Answer
The graph of $f$ has a tangent at the origin.
Work Step by Step
$f(x)=x^2\sin(1/x)$ for $x\ne0$ and $f(x)=0$ for $x=0$
For the graph of $f$ to have a tangent at the origin, the value of its slope there, the derivative $f'(0)$, must exist.

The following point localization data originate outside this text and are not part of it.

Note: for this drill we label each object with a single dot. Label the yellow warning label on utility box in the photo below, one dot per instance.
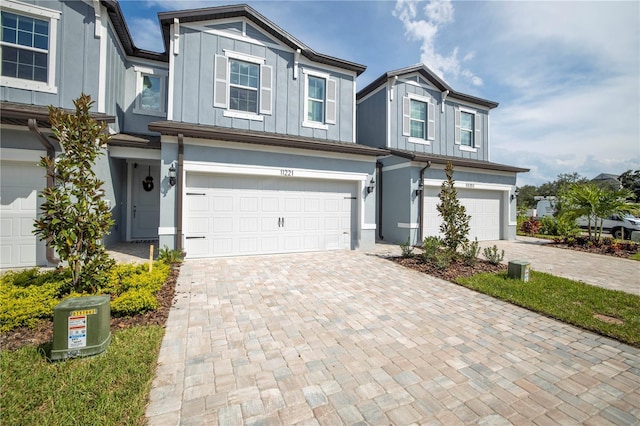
(83, 312)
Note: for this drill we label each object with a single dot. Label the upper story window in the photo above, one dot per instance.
(467, 129)
(418, 119)
(242, 86)
(28, 46)
(150, 91)
(315, 99)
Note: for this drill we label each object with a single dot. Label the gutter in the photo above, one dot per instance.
(421, 204)
(51, 155)
(379, 167)
(180, 191)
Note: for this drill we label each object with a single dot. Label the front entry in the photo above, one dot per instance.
(144, 209)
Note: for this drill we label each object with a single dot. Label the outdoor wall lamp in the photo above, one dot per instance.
(172, 175)
(371, 186)
(515, 194)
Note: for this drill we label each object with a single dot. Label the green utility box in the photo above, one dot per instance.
(519, 269)
(81, 327)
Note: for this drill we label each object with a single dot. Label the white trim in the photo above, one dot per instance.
(231, 113)
(297, 173)
(212, 143)
(26, 155)
(470, 185)
(53, 16)
(131, 153)
(244, 57)
(418, 140)
(167, 230)
(101, 33)
(408, 225)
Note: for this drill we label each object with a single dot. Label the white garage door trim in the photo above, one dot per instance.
(21, 182)
(497, 203)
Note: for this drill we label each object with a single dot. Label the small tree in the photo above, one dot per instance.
(75, 218)
(455, 220)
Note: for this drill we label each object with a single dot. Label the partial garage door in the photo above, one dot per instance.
(483, 206)
(20, 184)
(237, 215)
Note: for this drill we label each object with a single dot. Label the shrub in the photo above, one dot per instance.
(28, 296)
(407, 250)
(430, 248)
(170, 256)
(491, 253)
(530, 226)
(469, 253)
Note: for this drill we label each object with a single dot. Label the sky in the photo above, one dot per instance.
(566, 74)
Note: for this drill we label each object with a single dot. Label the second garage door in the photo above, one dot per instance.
(237, 215)
(483, 207)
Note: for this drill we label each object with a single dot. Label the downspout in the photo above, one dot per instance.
(51, 154)
(421, 203)
(180, 190)
(379, 167)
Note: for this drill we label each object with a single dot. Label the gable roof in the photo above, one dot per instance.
(456, 161)
(431, 77)
(246, 11)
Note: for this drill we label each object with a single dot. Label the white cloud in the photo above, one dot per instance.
(423, 26)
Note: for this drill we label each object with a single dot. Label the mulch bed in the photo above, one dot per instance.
(42, 333)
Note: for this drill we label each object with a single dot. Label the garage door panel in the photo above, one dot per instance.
(273, 215)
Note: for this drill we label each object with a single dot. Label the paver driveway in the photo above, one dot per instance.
(351, 338)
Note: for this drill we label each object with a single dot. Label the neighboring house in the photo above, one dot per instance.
(425, 123)
(247, 134)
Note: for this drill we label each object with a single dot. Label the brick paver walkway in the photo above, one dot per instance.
(350, 338)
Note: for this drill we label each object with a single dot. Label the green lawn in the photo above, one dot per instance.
(611, 313)
(107, 389)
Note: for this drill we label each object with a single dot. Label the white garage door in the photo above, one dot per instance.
(237, 215)
(20, 182)
(483, 206)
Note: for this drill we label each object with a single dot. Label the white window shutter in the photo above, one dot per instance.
(406, 116)
(221, 83)
(266, 82)
(477, 130)
(457, 126)
(431, 125)
(331, 101)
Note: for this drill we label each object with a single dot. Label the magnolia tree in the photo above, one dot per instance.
(75, 217)
(455, 220)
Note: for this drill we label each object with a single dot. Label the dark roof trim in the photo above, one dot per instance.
(246, 11)
(462, 162)
(122, 30)
(429, 76)
(135, 141)
(173, 128)
(16, 111)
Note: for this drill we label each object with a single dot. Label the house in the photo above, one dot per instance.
(238, 139)
(424, 124)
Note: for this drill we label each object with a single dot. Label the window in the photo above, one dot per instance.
(315, 100)
(466, 129)
(418, 119)
(27, 42)
(150, 91)
(320, 93)
(243, 89)
(242, 86)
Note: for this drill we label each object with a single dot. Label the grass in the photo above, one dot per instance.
(107, 389)
(608, 312)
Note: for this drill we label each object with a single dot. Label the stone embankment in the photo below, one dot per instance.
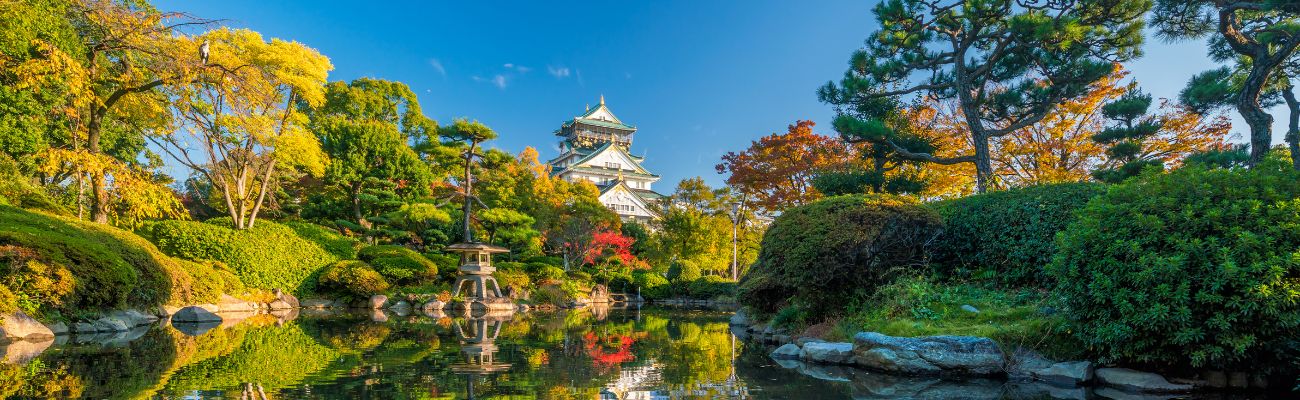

In other words, we will see if the formula for $f'(0)$ exists or not. In detail,
$$f'(0)=\lim_{h\to0}\frac{f(h+0)-f(0)}{h}=\lim_{h\to0}\frac{f(h)-f(0)}{h}$$
Remember here that
- For $h\to0$, $h$ does not equal $0$, so $f(h)=h^2\sin(1/h)$
- For $f(0)$, having $x=0$ means $f(0)=0$
$$f'(0)=\lim_{h\to0}\frac{h^2\sin(1/h)-0}{h}=\lim_{h\to0}\frac{h^2\sin(1/h)}{h}$$
$$f'(0)=\lim_{h\to0}\Big(h\sin(1/h)\Big)$$
It is known that $-1\le\sin(1/h)\le1$
So, $-h\le h\sin(1/h)\le h$
Because $\lim_{h\to0}h=\lim_{h\to0}-h=0$, according to the Sandwich Theorem, $$f'(0)=\lim_{h\to0}\Big(h\sin(1/h)\Big)=0$$
In other words, $f'(0)$ does exist, and so does the slope of the tangent to $f$ at the origin. Therefore, the graph of $f$ has a tangent at the origin.